I have to confess that when I saw then Illinois Senator Barack Obama snub the 2008 State of the Black Union program hosted by Tavis Smiley and Tom Joyner, I saw it as a bad omen for the black community. However, the fact that Michael Steele, the black Republican and former Lieutenant Governor of Maryland, took the time to make an appearance was an even worse sign of things to come.
Mr. Obama couldn’t appear to be too connected to the black community because as a national collective we have an overwhelmingly strong need to see any positive affiliation from a black politician with the black community as being too black to be good for everyone. Mr. Obama has to keep his distance. And people justify this behavior by saying Mr. Obama wasn’t going to be the president of black America, but the president of all of America. However, Mr. Obama’s various appearances in front of more generic and therefore more predominantly white organizations were never dismissed as him trying to be the president of white America. The contrast is pretty stark.
But the Republican Mr. Steele wasn’t under any such constraint. Mr. Steele could do whatever he thought appropriate to sell the idea of the Republican Party to the predominantly black audience. I have to admit that from what I can remember of the program, Mr. Steele’s appearance on the show was smooth. He was somewhat conciliatory over the fact that the Bush administration never bothered to make much of an effort to mend its relationship with the black community. But regardless, Mr. Steele made a point to say that the black community needs to stay vigilant with any and all levels of government from the local to the national. It was a pretty good performance for Mr. Steele who downplayed his affiliation with conservatives.
At the time, one black politician was working to distance himself from the black community. The black vote was in the bag so his focus was to appeal to others. The other black politician was working to minimize his affiliation with the others. Black people don’t vote his party’s affiliation so he had to spend his focus appealing to black people.
From there, Mr. Obama went on to become the nominee for president from the Democratic National Committee. Mr. Steele went on to stand in front of the Republican National Committee, working the virtually all white crowd with frenzied refrains of drill baby drill. Gone was the rather agreeable Mr.

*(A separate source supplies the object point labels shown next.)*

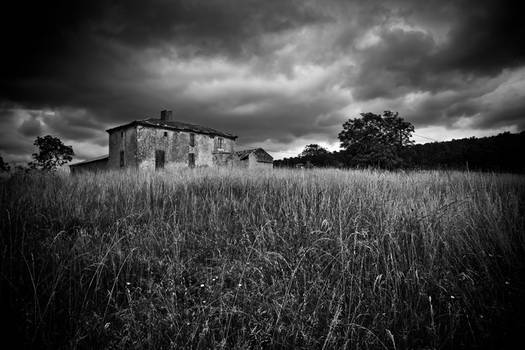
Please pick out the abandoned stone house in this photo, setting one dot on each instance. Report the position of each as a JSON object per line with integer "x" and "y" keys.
{"x": 153, "y": 144}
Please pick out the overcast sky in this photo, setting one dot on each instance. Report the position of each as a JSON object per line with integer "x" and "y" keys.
{"x": 280, "y": 74}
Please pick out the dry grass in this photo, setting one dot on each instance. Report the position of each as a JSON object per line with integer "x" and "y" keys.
{"x": 287, "y": 258}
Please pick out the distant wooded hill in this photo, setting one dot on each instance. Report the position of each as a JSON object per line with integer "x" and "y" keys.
{"x": 502, "y": 153}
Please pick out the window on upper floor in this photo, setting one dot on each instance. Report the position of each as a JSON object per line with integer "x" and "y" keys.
{"x": 220, "y": 144}
{"x": 122, "y": 159}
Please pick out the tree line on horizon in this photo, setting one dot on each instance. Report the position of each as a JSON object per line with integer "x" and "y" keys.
{"x": 383, "y": 141}
{"x": 370, "y": 141}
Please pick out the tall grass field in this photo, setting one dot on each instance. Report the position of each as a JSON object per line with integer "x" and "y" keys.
{"x": 231, "y": 259}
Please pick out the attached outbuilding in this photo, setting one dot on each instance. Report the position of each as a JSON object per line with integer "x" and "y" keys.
{"x": 254, "y": 158}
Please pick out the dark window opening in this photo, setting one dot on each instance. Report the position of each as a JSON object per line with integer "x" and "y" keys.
{"x": 160, "y": 158}
{"x": 220, "y": 143}
{"x": 122, "y": 159}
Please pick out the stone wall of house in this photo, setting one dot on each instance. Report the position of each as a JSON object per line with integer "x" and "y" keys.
{"x": 176, "y": 147}
{"x": 123, "y": 140}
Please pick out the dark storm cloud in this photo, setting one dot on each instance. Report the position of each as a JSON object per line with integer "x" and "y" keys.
{"x": 278, "y": 70}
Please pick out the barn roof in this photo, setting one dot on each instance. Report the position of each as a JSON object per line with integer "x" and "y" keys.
{"x": 175, "y": 125}
{"x": 260, "y": 154}
{"x": 92, "y": 160}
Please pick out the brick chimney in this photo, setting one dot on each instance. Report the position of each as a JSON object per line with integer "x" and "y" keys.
{"x": 166, "y": 115}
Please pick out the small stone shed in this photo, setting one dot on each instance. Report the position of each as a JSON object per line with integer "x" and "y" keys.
{"x": 254, "y": 158}
{"x": 165, "y": 143}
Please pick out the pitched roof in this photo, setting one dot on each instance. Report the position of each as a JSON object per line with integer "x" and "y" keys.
{"x": 260, "y": 154}
{"x": 92, "y": 160}
{"x": 176, "y": 125}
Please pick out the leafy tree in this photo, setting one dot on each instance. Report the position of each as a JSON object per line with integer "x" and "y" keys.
{"x": 4, "y": 167}
{"x": 313, "y": 150}
{"x": 376, "y": 140}
{"x": 52, "y": 153}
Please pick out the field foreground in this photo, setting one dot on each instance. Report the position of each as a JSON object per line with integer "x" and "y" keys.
{"x": 280, "y": 259}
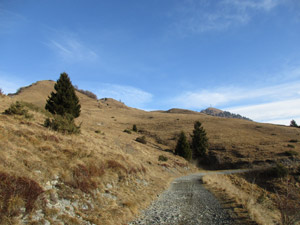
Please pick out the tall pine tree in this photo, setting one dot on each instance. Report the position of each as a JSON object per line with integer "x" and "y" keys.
{"x": 199, "y": 141}
{"x": 183, "y": 148}
{"x": 64, "y": 101}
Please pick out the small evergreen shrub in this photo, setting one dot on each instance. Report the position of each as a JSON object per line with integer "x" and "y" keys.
{"x": 86, "y": 92}
{"x": 199, "y": 143}
{"x": 162, "y": 158}
{"x": 183, "y": 147}
{"x": 18, "y": 108}
{"x": 127, "y": 131}
{"x": 64, "y": 124}
{"x": 290, "y": 146}
{"x": 279, "y": 171}
{"x": 293, "y": 124}
{"x": 134, "y": 128}
{"x": 99, "y": 132}
{"x": 141, "y": 140}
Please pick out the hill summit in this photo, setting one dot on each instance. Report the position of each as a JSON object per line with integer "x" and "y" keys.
{"x": 220, "y": 113}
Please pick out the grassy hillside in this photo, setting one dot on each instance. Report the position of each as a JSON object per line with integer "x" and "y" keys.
{"x": 103, "y": 176}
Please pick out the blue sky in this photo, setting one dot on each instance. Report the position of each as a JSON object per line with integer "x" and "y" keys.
{"x": 237, "y": 55}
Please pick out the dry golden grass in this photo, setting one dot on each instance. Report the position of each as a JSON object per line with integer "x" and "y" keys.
{"x": 103, "y": 171}
{"x": 246, "y": 195}
{"x": 117, "y": 175}
{"x": 266, "y": 199}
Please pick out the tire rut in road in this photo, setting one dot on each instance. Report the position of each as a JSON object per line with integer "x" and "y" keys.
{"x": 187, "y": 202}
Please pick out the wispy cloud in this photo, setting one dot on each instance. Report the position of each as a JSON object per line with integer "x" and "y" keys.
{"x": 236, "y": 95}
{"x": 274, "y": 104}
{"x": 72, "y": 50}
{"x": 278, "y": 112}
{"x": 198, "y": 16}
{"x": 131, "y": 96}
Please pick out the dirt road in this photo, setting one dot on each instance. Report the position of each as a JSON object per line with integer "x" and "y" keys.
{"x": 187, "y": 202}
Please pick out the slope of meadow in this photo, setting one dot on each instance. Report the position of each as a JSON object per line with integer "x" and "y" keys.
{"x": 104, "y": 176}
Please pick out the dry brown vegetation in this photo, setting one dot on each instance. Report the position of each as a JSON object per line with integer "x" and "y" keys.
{"x": 103, "y": 175}
{"x": 265, "y": 199}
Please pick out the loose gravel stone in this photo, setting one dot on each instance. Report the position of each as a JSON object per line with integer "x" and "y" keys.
{"x": 186, "y": 202}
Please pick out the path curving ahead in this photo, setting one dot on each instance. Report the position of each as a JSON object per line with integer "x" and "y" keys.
{"x": 187, "y": 202}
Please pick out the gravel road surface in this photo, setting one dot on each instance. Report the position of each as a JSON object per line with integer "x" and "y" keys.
{"x": 186, "y": 202}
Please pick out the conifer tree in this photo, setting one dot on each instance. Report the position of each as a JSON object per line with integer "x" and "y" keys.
{"x": 183, "y": 148}
{"x": 64, "y": 101}
{"x": 199, "y": 141}
{"x": 293, "y": 124}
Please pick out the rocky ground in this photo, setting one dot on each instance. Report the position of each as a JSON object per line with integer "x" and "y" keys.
{"x": 187, "y": 201}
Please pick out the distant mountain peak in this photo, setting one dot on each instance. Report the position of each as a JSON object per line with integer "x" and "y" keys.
{"x": 220, "y": 113}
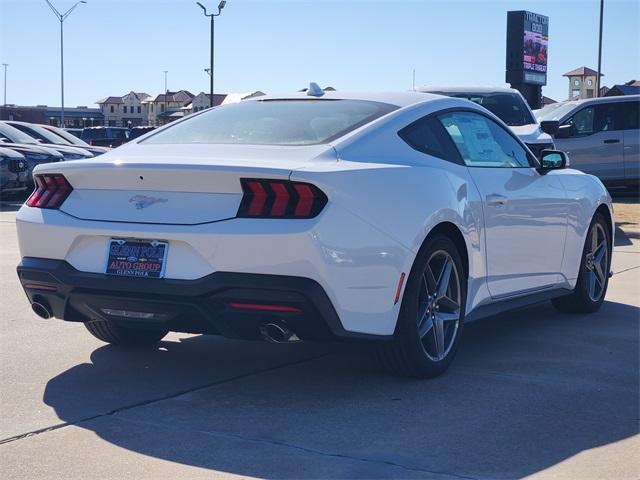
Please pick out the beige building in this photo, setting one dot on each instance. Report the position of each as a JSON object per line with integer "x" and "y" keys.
{"x": 582, "y": 83}
{"x": 167, "y": 107}
{"x": 126, "y": 111}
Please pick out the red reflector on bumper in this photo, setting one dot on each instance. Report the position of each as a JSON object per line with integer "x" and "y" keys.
{"x": 38, "y": 286}
{"x": 399, "y": 289}
{"x": 264, "y": 308}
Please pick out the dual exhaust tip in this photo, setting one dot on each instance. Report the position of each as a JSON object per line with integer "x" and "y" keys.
{"x": 43, "y": 310}
{"x": 278, "y": 332}
{"x": 273, "y": 332}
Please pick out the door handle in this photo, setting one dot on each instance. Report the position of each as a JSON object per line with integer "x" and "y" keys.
{"x": 496, "y": 200}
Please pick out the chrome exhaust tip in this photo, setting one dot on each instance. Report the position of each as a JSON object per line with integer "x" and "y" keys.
{"x": 278, "y": 333}
{"x": 42, "y": 310}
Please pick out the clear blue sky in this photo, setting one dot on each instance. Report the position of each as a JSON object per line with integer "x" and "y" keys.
{"x": 114, "y": 46}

Steele at the State of the Black Union. Hello Mr. Steele the passionate representative of politically conservative ideologies. No black people in the house? That’s okay because at the end of this Republican politician’s day all that matters is drill baby drill. The conditions of the black community didn’t even register for they’re not really all that important. All the Republican Party wanted was to siphon off a greater percentage of black votes in order to win more political offices.
From there, Mr. Obama went even further and became the first black president of the United States. His popularity rivals the best of any brand new president. People are putting a lot of faith into his administration after dealing with the disappointments of his predecessor for so many years. People may not believe in their federal government, but at least they are willing to give Mr. Obama the benefit of a doubt at the moment. Mr. Obama enjoys so much of the public’s goodwill that a lot of people have become rather sensitive to some of the tactics people play on people of color. Which leads to somewhat of a dilemma, what would be the best way to take down a popular black president?
Mr. Steele went further as well. He is now the leading figurehead of the Republican Party, an organization that is for the most part void of black participants. Another contender for this title fell by the wayside after his rather juvenile attempts at humor at the expense of racial sensitivity went over so well. People should note that distributing CDs with such hits as Barack the Magic Negro does little to create a sense of racial inclusion. And another contender for the title decided enough was enough and the time had finally come to cancel his membership at his exclusively white country club after enjoying years of rubbing elbows in an environment that mimicked a Republican Party convention. The odds for Mr. Steele’s selection got better with each passing day.
But nevertheless, it is no mere coincidence that an organization so empty of black people selects a black man as their front man when the main opponent in their struggle for political aspirations is a wildly popular black president. When there’s a raging fire you fight fire with fire. When there’s a popular black president you fight black with black. Don’t want to take a chance of appearing too racist talking about Mr. Obama’s weaknesses? Get a black man to do your dirty work for you.
It is unfortunate that Mr. Steele cannot, or will not, see how he is being played. All too often people are much too willing to let themselves be used if they can achieve some personal benefit in the process. Mr. Steele could’ve used his new position to talk about how the Republicans will reach out to the black community like he did when he gave his two cents at the State of the Black Union.
Instead, he will use his position to attack a fellow black politician. He applauds the bloc mentality of his Republican compatriots in the House of Representatives to deny the stimulus package Mr. Obama seeks to put America back on the economic tracks. Mr. Steele speaks with the same selfish tone of Rush Limbaugh who said he hoped Mr. Obama fails in his attempts to turn the country around. Better to wish people continue to suffer so someone can gloat rather than run the risk of having a political opponent offer lasting economic solutions.
True, Mr. Steele is probably just very passionate about his conservative principles. He’s so coo-coo for conservatism that he’s willing to take up the mantle to attack the first black president. Just imagine what Mr. Steele might be capable of if he was just half as passionate about the black community. Chances are he wouldn’t have to convince anybody at the State of the Black Union of his black community affiliation. It would be on his sleeve, kind of like his conservative principles.